The remnant, what remains of a people after the disaster. It was a remnant that survived the flood, a remnant that was saved out of Sodom and Gomorrah, a remnant that finally made it out of the wilderness into the promised land. It is the remnant that does not lose sight of who God is as their Ultimate Concern in their lives. That thing that drives them to do what they do and to be who they are. There was a remnant that survived the disasters that Israel encountered. It is the reason we still have Old Testament Scripture. It was the remnant that was left to continue the story of the relationship of God to the people of Israel.

This season of Epiphany, the celebration of the recognition of the Messiah by the Gentiles, will you have your “aha” moment in knowing, like the Magi, that Jesus is the Ultimate Concern worth traveling months and miles to see and receive and present gifs to out of your abundance? Will you set your intentions to keep Jesus Christ as your focus to be that thing, that person that drives you to do and be who and what you are? Will Jesus be what is your rock? Who you turn to to praise, and worship, give thanks to even in the midst of disaster?

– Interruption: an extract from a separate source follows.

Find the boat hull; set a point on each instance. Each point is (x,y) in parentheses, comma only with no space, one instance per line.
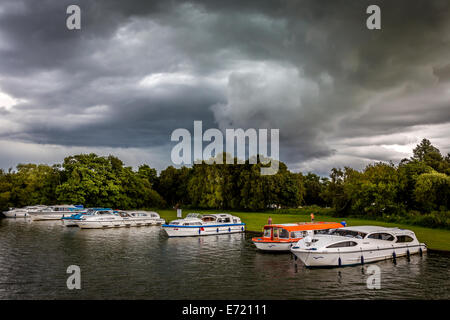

We have what Barth (Tillich) calls preliminary concerns that may appear to be ultimate concerns. This looks like our jobs, our families, our wants and our desires. When things don’t go “right” in these areas of our lives, and we have made them our ultimate concerns rather than recognizing them as our preliminary concerns with Jesus as the Ultimate, our relationship with God as the Ultimate, then when disaster hits, our world may in fact fall apart. We might not feel like we can make it. This might even look like making the church our ultimate concern and being angry when the church disappoints us as it has for so many during the pandemic by having to close its doors or limit communion. Not even the church can be our ultimate concern over God, over Jesus. They are not the same. Church is our place to meet and worship. But God is over and above any dwelling place. Your relationship with Jesus will sustain you even if this building were to be lost through natural disaster.

So this Epiphany, I pray that you examine your Ultimate Concern, that you set your intention to make Jesus Christ your Ultimate Concern that will sustain you through all of life’s challenges, and praise God and celebrate this new year of promise where you know that God sees you, and sustains you, and loves you in the midst of even the worst of times that may surround you. Happy New Year.